Pressing forward: we discovered Chez Loury on the Rue Fortia in the Vieux Port. It was cozy as all get out, seated as we were, in the back with only a few tables--even though one of them was filled with a drawling horde of somewhat unsettling Texans with a penchant for cell phones.
But we were there for the bouillabaisse, and we had it in spades. Now I can't say that I particularly liked it, although it wasn't the fault of the restaurant, just a matter of personal taste. I ordered the traditional version which came out in three exhaustive (and repetitive) courses. First out was the Soupe de Poisson (fish broth), which I very much enjoyed, with a fine taste summoned from a foreign shore enlivened by a classic rouille (saffron mayo) on a floating crouton. Then the broth resurfaced with the fish in it (Saint Pierre, rascasse, baudroie); afterwards, more fish (vive, galinette, fielas) without the broth. Baby ordered the more conservative version, a single dish of Bouillabaisse du Ravi.
I had always thought bouillabaisse was close to paella, indeed is served similarly in the States. True bouillabaisse (well, don't throw that phrase around a Frenchman) isn't outfitted with salmon or shrimp as I saw on a New York menu just the other day. It really just features cheap fish. Julia Child's recipe for Bouillabaisse a la Marseilles (Meditteranean Fish Chowder from The Twenty-third show) does encourage shellfish such as lobster or crab for color, but otherwise leans toward lean fish, "of the best and freshest-smelling quality" such as cod, grouper, perch, or haddock.

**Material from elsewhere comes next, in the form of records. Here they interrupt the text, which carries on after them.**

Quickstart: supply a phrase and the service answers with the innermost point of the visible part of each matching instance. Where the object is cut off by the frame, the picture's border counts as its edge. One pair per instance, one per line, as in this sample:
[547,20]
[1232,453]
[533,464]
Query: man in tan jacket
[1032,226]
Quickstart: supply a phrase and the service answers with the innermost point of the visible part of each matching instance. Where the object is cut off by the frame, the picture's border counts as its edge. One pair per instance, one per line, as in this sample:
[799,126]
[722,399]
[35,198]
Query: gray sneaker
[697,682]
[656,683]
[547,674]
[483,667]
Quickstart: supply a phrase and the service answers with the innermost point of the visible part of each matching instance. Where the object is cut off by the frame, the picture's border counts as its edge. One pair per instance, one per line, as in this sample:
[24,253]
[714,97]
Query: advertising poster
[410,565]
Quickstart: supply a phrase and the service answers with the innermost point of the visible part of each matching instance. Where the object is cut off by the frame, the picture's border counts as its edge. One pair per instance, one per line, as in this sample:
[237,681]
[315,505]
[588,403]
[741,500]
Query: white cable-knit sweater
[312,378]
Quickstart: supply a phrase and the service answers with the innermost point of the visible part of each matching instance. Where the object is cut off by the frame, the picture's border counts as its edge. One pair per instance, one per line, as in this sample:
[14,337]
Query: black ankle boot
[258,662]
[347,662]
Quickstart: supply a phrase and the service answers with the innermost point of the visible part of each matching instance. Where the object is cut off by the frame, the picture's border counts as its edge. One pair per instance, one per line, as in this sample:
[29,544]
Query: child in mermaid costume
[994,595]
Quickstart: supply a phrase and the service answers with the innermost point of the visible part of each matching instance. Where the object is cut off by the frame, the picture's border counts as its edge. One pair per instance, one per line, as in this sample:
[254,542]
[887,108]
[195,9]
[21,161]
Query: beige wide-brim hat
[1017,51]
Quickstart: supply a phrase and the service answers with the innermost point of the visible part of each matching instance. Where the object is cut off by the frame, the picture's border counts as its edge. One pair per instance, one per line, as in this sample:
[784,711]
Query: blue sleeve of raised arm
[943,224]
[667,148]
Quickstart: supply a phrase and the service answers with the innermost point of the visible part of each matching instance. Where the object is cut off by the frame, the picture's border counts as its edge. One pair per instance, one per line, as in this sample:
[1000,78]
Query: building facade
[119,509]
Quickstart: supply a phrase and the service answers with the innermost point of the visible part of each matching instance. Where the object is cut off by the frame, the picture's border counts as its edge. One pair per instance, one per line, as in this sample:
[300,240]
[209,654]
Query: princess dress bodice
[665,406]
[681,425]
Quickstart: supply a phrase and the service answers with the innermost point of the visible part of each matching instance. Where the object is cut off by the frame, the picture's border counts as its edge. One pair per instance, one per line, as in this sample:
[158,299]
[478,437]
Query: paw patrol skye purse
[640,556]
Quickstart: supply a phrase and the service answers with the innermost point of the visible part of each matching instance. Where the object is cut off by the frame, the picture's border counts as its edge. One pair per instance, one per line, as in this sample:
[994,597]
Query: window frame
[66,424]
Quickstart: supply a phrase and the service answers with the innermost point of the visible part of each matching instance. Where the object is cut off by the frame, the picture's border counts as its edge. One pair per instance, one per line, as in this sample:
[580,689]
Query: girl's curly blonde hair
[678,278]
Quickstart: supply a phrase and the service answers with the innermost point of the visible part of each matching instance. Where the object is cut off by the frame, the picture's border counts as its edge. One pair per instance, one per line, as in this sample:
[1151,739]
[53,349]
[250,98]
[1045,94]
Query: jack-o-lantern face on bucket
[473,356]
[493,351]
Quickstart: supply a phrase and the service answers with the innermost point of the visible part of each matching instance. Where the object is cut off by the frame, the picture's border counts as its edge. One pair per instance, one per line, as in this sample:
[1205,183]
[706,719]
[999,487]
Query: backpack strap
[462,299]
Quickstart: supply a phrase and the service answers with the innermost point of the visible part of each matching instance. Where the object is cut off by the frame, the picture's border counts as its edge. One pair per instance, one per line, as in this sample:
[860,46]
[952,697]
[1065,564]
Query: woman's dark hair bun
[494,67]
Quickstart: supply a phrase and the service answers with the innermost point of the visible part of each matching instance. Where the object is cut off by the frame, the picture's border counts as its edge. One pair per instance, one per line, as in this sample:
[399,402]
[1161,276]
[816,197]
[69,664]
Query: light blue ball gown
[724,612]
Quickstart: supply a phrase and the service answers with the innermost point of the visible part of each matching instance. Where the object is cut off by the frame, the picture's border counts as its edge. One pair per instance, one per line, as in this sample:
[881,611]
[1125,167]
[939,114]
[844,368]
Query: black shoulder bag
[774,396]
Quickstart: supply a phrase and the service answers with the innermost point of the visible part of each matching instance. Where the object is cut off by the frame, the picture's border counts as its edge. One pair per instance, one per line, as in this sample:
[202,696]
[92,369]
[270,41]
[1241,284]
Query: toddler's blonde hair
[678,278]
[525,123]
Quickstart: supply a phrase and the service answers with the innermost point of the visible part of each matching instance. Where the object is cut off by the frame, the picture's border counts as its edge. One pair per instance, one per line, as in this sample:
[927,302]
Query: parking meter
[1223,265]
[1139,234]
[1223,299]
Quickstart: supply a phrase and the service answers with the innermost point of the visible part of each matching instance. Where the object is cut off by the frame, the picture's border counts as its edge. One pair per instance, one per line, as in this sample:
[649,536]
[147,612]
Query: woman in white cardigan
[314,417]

The real treat we had in marveilleux Marseilles was up the rue apiece from Chez Loury at Toinou where we settled down to a wondrous tray of les huitres! Divine oysters!
From the French coast resting on the Atlantic ocean between Nantes and Bordeaux, our pousses en claires were hefty beauties that were a perfect storm of everything an oyster should be, at once briny, creamy, and utterly delicious.
Consider the oyster, indeed, as we did!